In a blog post, the company claimed that an injudicious update to its firewall rules caused a CPU spike across the Cloudflare infrastructure. That tied up the company's servers, preventing Cloudflare from connecting internet users to websites, resulting in a rash of ‘502 Bad Gateway' errors across the world.
The outage started at precisely 2.42pm, the company admitted, causing a global outage across its network. "The cause of this outage was deployment of a single misconfigured rule within the Cloudflare Web Application Firewall (WAF) during a routine deployment of new Cloudflare WAF Managed rules," the company explained.
"Unfortunately, one of these rules contained a regular expression that caused CPU to spike to 100 per cent on our machines worldwide. This 100 per cent CPU spike caused the 502 errors that our customers saw. At its worst traffic dropped by 82 per cent."
The blog post claimed that the company had never seen such CPU ‘exhaustion' before.
"We make software deployments constantly across the network and have automated systems to run test suites and a procedure for deploying progressively to prevent incidents. Unfortunately, these WAF rules were deployed globally in one go and caused today's outage."
At 3.02pm, the company worked out the cause of the problem. "We understood what was happening and decided to issue a ‘global kill' on the WAF Managed Rulesets, which instantly dropped CPU back to normal and restored traffic," and normality was restored by 3.09pm.
A fixed firewall ruleset was re-rolled out just before 4pm with no issues.
"We recognize that an incident like this is very painful for our customers. Our testing processes were insufficient in this case and we are reviewing and making changes to our testing and deployment process to avoid incidents like this in the future."
2 July 2019: The Cloudflare content delivery network should be getting back to normal this afternoon following what the company described as a "network performance issue".
The networking problem effectively took down websites across the world, particularly in the UK, but also much of Europe and both the east and west coast of America, according to DownDetector, which was also affected.

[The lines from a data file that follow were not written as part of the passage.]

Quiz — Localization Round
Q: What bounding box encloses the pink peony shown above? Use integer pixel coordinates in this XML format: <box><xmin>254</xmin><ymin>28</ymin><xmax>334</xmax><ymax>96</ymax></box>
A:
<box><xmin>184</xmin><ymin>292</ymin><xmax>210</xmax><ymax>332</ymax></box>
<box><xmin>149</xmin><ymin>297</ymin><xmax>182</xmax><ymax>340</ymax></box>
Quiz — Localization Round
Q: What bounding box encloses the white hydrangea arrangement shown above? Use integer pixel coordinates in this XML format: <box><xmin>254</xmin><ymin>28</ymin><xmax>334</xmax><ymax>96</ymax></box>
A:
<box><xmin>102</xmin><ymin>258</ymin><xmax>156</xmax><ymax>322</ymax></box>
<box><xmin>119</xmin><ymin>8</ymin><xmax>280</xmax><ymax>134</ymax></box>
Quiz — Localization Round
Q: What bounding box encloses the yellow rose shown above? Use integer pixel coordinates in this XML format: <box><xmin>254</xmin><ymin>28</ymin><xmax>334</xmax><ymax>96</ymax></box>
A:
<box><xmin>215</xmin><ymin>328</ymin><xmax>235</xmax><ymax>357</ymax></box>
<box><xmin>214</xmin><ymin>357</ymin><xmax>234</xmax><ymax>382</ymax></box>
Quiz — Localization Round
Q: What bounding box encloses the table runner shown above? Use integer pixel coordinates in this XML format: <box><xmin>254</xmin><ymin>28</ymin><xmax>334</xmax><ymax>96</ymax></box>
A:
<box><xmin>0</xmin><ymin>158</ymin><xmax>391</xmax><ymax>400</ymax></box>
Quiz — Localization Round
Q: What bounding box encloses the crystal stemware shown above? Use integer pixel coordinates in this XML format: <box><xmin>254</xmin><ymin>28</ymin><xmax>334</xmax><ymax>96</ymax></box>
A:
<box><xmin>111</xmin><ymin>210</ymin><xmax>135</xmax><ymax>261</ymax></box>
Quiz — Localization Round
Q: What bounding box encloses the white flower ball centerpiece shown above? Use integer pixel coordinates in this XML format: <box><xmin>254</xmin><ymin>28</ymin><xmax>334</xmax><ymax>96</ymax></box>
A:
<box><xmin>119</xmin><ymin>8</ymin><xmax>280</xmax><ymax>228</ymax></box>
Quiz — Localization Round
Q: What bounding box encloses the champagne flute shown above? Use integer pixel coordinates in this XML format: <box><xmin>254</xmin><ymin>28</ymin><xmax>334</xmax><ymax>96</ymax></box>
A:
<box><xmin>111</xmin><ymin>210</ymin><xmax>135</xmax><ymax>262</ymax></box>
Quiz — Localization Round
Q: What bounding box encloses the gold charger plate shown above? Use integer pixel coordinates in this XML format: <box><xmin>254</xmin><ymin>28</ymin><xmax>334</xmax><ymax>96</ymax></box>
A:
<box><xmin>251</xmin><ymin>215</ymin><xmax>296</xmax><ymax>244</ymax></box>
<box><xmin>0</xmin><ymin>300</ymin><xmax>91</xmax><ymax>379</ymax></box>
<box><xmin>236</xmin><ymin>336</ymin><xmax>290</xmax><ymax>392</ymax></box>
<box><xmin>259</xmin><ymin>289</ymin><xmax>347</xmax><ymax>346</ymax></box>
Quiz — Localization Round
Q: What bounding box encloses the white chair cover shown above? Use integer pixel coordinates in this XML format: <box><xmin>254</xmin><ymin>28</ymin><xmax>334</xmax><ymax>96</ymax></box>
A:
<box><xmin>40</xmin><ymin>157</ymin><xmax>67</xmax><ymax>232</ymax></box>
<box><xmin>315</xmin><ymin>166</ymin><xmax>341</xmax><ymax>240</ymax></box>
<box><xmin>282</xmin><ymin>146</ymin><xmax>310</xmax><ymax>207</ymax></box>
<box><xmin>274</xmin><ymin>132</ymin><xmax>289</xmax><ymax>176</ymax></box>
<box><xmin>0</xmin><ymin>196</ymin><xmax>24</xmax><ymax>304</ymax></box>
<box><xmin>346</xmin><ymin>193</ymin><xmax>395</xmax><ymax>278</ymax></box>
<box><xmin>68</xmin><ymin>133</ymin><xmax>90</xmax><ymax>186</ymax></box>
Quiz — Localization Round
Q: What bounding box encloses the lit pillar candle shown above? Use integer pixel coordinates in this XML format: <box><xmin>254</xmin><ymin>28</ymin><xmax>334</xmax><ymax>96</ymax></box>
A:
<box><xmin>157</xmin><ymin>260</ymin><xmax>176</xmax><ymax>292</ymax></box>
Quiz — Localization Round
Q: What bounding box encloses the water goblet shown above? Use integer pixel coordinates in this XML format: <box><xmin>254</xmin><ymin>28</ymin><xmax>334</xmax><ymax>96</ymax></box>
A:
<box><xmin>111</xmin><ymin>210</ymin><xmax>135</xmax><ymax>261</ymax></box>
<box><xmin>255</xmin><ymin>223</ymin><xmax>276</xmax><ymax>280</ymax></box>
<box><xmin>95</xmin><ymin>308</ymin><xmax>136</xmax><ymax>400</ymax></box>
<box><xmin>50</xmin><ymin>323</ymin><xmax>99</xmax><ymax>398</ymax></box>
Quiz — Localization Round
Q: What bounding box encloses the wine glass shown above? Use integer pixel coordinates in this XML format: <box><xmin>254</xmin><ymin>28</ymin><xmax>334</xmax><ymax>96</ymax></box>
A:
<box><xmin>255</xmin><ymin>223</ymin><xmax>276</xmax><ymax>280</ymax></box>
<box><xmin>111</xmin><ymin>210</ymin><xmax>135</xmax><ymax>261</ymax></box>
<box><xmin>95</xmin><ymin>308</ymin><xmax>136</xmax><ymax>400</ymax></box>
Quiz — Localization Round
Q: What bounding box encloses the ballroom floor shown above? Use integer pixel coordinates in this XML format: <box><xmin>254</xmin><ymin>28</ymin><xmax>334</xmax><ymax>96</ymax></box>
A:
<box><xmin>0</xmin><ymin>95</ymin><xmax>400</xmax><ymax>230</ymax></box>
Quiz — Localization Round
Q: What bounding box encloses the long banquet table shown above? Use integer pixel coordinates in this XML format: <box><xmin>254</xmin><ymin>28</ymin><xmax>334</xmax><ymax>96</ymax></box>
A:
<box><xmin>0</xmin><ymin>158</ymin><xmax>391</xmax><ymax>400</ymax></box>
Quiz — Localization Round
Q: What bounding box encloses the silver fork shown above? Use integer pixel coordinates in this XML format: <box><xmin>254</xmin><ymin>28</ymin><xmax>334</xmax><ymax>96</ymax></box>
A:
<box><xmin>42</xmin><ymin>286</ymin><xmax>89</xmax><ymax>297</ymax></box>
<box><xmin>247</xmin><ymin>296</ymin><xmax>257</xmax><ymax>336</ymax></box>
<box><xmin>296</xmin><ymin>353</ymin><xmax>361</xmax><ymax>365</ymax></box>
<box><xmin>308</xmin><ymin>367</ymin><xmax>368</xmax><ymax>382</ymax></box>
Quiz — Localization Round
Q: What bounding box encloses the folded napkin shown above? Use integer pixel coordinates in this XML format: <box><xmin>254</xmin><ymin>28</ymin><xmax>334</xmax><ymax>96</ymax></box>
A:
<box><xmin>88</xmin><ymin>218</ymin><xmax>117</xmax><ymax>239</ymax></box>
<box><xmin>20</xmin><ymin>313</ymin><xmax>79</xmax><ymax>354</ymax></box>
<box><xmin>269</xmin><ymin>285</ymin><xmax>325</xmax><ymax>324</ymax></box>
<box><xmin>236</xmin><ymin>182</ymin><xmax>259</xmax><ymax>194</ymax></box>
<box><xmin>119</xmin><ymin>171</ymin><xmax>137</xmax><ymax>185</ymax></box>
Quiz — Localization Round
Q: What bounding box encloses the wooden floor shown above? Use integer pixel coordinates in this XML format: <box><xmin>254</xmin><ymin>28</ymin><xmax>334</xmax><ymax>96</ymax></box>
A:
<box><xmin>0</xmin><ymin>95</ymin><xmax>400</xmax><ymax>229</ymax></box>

As much as 10 per cent of the internet was affected, according to reports.
Initially, the company had warned in an update on its website: "Cloudflare is observing network performance issues. Customers may be experiencing 502 errors while accessing sites on Cloudflare. We are working to mitigate impact to Internet users in this region."
Within the last few minutes, though, the company has updated its System Status, claiming to have rolled-out a fix for the issue, and is now "monitoring the results".
It stated: "Cloudflare has implemented a fix for this issue and is currently monitoring the results. We will update the status once the issue is resolved."
Cloudflare was founded in 2009. Today, it claims the highest number of connections to internet exchange points of any network across the world. Cloudflare caches content to its edge locations, enabling organisations to deliver content faster and with less stress on their own networks.
In addition to content delivery, it also provides DDoS mitigation services and internet security services. In 2014, it claimed to have mitigated the world's biggest-ever (up until then) distributed denial of service attack, going on to provide some detail about the attack.
It has also, though, faced legal action from a porn baron for providing the same anti-DDoS services to piracy websites.